Nova Fuvest afeta cursos de baixa procura

44% das graduações da USP são pouco concorridas e terão suas notas de corte aumentadas

Isis Brum, Jornal da Tarde

06 Junho 2011 | 11h56

As mudanças aprovadas para o vestibular da Universidade de São Paulo (USP), que valem já a partir deste ano, poderão prejudicar os cursos de baixa procura, como é o caso das licenciaturas.

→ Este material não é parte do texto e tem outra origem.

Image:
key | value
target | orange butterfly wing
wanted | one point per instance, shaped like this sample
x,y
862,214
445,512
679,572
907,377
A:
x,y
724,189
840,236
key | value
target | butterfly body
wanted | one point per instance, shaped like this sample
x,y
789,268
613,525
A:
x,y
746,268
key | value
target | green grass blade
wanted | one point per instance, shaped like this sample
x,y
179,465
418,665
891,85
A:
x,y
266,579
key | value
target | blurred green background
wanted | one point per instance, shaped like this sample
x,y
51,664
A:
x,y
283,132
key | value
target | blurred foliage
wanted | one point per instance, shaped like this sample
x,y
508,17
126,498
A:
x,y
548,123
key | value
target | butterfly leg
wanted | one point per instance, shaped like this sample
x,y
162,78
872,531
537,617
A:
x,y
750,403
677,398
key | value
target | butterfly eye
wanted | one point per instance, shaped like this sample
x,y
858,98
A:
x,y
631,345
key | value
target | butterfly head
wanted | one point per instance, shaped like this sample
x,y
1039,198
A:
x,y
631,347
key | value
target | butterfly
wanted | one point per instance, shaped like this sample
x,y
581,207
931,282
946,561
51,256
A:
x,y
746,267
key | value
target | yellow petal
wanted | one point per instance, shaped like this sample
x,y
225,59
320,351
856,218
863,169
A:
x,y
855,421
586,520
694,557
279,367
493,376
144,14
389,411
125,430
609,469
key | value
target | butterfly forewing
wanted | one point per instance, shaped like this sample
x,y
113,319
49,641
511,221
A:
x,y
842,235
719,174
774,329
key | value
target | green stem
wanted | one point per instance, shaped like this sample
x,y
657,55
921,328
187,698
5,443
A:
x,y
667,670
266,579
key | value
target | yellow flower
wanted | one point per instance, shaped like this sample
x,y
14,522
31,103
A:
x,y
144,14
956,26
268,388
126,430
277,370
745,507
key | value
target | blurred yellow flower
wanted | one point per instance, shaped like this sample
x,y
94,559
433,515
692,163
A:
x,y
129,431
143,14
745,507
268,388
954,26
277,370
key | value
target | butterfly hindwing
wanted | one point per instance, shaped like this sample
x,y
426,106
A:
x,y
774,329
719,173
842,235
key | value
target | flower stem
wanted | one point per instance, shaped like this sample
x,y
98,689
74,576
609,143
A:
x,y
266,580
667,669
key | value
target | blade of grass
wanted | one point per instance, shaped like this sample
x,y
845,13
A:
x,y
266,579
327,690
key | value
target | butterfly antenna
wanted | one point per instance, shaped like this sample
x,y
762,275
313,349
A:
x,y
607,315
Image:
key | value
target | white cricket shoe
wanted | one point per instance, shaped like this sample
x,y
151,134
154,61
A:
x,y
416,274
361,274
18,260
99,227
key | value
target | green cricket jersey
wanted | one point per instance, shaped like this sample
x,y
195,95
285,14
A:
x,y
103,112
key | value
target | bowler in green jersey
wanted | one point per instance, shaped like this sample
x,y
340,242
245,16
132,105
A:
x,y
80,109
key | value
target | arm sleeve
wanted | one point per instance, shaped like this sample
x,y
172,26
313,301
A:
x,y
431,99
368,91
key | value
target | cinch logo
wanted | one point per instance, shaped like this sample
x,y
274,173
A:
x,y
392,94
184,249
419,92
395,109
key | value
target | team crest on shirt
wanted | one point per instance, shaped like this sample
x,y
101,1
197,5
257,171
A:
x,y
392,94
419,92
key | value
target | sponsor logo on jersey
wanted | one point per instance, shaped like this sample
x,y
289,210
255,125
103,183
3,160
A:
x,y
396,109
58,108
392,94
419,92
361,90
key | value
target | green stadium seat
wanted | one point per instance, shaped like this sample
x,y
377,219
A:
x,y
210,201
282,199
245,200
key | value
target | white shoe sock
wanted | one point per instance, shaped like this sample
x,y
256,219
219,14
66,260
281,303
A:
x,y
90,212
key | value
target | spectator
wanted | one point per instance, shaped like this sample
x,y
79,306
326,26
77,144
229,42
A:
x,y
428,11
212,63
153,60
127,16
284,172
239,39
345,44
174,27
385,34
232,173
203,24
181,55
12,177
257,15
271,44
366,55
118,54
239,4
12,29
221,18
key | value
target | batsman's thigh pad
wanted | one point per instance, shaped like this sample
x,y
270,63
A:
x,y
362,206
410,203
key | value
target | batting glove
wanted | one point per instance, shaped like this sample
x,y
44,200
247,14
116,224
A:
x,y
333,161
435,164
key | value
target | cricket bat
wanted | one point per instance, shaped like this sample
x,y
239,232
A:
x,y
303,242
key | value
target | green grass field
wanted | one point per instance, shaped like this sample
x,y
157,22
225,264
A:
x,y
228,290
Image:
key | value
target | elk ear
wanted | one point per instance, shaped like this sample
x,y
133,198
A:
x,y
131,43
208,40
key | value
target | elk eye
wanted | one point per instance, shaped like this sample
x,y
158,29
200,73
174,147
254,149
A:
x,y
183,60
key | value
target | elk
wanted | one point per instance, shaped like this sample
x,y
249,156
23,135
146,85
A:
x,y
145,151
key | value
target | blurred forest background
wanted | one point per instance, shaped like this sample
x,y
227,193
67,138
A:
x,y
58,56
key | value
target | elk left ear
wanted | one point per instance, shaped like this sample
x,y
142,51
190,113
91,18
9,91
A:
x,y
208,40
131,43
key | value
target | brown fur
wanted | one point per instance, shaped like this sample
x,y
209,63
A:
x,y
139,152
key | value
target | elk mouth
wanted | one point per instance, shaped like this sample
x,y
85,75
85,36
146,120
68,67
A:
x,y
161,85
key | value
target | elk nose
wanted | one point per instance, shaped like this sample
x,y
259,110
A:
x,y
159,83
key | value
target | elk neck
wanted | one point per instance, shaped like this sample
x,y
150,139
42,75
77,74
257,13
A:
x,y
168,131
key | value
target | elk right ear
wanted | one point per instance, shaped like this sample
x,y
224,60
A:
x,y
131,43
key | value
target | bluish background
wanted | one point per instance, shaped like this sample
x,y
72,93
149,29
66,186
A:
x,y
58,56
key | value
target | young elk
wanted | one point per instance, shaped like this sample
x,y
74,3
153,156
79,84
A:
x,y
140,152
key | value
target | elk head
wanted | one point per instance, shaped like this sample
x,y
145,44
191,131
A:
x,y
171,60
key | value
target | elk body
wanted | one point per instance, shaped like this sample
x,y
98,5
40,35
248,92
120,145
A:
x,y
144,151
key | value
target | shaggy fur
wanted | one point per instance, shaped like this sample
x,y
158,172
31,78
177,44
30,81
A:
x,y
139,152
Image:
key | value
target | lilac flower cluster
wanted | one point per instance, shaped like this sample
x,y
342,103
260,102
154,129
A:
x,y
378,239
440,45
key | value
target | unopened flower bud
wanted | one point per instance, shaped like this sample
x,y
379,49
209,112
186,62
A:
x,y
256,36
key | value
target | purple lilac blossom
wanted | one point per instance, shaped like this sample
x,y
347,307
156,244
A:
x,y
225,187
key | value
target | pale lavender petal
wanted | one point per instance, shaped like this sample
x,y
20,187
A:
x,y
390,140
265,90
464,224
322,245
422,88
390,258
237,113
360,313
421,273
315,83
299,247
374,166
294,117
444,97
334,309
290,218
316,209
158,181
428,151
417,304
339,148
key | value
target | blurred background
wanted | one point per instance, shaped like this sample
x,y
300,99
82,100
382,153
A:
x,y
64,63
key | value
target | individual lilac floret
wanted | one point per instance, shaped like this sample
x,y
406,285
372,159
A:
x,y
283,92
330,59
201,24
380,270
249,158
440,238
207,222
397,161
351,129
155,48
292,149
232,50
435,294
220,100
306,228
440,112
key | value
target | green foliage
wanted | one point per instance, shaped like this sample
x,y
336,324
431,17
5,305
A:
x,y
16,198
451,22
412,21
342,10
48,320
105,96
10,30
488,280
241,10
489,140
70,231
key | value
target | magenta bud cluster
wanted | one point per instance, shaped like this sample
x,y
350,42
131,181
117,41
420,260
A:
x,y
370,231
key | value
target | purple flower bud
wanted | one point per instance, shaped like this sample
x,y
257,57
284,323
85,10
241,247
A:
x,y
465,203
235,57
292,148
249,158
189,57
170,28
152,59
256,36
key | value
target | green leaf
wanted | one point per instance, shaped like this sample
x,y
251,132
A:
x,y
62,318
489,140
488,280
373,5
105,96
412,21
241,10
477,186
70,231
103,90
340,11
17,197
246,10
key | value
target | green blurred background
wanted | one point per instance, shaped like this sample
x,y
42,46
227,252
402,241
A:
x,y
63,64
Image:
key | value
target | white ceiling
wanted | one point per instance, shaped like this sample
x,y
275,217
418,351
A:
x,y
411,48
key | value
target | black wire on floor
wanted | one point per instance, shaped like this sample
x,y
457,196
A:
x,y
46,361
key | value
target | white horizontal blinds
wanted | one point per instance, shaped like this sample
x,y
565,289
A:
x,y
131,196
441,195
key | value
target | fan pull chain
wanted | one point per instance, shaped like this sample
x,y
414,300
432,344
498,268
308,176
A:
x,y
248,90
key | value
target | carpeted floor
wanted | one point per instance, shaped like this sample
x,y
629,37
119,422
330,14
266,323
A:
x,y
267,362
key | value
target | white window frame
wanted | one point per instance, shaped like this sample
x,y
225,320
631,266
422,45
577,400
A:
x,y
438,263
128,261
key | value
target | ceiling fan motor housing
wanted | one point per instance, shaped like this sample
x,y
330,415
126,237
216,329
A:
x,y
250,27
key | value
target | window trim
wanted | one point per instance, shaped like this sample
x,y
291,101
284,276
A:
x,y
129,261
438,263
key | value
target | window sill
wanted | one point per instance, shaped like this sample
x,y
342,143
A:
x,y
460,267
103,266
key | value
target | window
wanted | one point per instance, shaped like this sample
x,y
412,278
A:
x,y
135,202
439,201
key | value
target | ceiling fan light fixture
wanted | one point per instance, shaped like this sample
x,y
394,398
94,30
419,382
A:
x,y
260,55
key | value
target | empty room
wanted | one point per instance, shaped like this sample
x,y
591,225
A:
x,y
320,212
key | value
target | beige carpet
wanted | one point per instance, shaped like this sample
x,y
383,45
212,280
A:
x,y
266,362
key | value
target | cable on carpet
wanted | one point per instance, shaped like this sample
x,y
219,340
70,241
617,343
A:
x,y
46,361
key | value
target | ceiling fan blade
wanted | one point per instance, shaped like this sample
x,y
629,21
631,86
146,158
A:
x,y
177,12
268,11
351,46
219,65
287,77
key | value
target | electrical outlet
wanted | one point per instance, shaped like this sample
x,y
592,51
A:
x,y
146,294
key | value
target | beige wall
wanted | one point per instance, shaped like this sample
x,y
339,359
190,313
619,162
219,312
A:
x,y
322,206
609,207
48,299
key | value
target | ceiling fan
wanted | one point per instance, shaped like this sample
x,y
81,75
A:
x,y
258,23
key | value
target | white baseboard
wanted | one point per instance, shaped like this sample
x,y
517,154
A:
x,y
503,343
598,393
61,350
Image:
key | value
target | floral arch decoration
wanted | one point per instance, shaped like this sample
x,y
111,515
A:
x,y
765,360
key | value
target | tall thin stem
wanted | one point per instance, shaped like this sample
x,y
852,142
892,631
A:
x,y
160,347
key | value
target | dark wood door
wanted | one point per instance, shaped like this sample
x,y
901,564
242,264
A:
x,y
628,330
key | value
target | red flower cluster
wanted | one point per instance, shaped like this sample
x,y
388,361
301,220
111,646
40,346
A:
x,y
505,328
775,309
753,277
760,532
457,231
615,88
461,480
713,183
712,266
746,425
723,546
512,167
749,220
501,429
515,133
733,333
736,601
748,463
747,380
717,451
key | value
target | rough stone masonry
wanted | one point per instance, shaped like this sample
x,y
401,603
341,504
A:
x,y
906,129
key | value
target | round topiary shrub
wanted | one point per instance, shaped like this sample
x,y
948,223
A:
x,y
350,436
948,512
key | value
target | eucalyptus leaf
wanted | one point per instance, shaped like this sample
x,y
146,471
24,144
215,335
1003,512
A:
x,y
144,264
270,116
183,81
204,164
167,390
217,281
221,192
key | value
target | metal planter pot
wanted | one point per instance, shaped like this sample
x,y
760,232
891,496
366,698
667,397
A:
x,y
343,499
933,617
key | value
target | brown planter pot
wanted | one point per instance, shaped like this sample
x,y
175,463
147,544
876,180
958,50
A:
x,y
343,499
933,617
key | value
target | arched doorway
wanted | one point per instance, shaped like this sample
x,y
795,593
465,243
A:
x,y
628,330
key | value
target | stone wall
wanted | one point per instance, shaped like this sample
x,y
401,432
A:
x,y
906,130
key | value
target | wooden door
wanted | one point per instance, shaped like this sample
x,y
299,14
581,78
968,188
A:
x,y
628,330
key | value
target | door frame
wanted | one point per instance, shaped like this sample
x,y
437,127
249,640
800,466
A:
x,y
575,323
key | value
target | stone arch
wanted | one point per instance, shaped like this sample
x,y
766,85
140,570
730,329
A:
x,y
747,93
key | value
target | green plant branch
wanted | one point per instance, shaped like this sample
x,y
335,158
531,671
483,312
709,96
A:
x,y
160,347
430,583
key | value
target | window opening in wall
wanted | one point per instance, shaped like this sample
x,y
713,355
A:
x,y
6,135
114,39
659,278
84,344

Entre as novas regras estão o aumento da nota de corte da primeira fase - que passa de 22 para 27 - e a diminuição no número de candidatos chamados para a segunda etapa.

 

“Há um risco potencial de cercear o ingresso nesses cursos (de baixa procura)”, observa Ocimar Alavarse, professor da Faculdade de Educação da USP. “São regras muito rígidas, que vão no sentido contrário à ampliação do acesso à universidade”, completa.

 

No ano passado, 47 dos 107 cursos de bacharel e licenciatura oferecidos pela USP tinham até 6,5 candidatos por vaga. Esse porcentual representa quase a metade do total de graduações disponíveis na universidade - mais precisamente, corresponde a 44% delas. A menor procura é por Música em Ribeirão Preto, no interior de São Paulo: apenas 1,73 candidatos por vaga. Em São Paulo, a relação sobe para 3,31.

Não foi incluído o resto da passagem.